Geometry > Projective Geometry > General Projective Geometry >
Recreational Mathematics > Mathematical Art > Mathematical Images >
Recreational Mathematics > Mathematics in the Arts > Mathematics in Art >
Interactive Entries > Interactive Demonstrations >

Hardwood solitaire. A plane image or pair of two-dimensional images that, when appropriately viewed using both eyes, produces an image which appears to be three-dimensional. By taking a pair of photographs from slightly different angles and then allowing one eye to view each image, a stereogram is not difficult to produce.

Amazingly, it turns out that the three-dimensional effect can be produced by both eyes looking at a single image by defocusing the eyes at a certain distance. Such stereograms are called 'random-dot stereograms.'


Stereograms are created by repeating vertical patterns, textures, and/or objects. The horizontal distance between these repeats determines a parallax (visual displacement). If the width of this parallax is too wide it will strain a viewers eyes. Stereograms - an eye workout 1 to see the hidden 3D picture you have to focus your eyes passed the screen as you may be looking at whats behind the screen can you do it? Stare at the picture and keep focusing and unfocusing your eyes.eventually the pic will become 3-D and you will see something new. Stereograms aren't just interesting pieces of art; they're usually guaranteed conversation starters, too. But they can quickly become annoying if you're unable to see the hidden 3D image inside them. Fortunately, it only takes a few key things to view stereograms and see the world in 3D again.

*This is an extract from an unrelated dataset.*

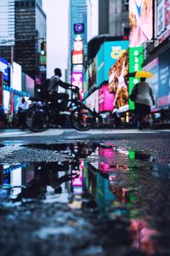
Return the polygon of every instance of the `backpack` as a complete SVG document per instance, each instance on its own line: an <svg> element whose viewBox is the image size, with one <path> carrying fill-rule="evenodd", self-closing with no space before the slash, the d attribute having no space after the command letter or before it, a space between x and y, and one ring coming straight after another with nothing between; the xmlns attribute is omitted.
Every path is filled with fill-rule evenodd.
<svg viewBox="0 0 170 256"><path fill-rule="evenodd" d="M48 85L49 85L49 81L50 79L46 79L40 87L40 96L44 99L48 96Z"/></svg>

Antonov, A. 'Magic Eye Animations.'

Bar-Natan, D. 'Random-Dot Stereograms.' Math. J.1, 69-71,1991.

Fineman, M. TheNature of Visual Illusion. New York: Dover, pp. 89-93, 1996.


Horibuchi, S. and Inoue, Y. (Eds.). Stereogram.San Francisco, CA: Cadence Books, 1994.


Julesz, B. Foundationsof Cyclopean Perception. Chicago, IL: University of Chicago Press, 1971.

Julesz, B. 'Stereoscopic Vision.' Vision Res.26, 1601-1611,1986.

Maeder, R. 'The Mathematica Programmer: Single-Image Stereograms.'Mathematica J.5, 50-61, 1995.

Terrell, M. S. and Terrell, R. E. 'Behind the Scenes of a Random DotStereogram.' Amer. Math. Monthly101, 715-724, 1994.

Tyler, C. 'Sensory Processing of Binocular Disparity.' In Vergence Eye Movements: Basic and Clinical Aspects. Boston, MA: Butterworth, pp. 199-295, 1983.

Stereogram Solver

StereogramReferenced on Wolfram Alpha: StereogramStereogramCITE THIS AS:

Stereogram Pictures

Weisstein, Eric W. 'Stereogram.' FromMathWorld--A Wolfram Web Resource.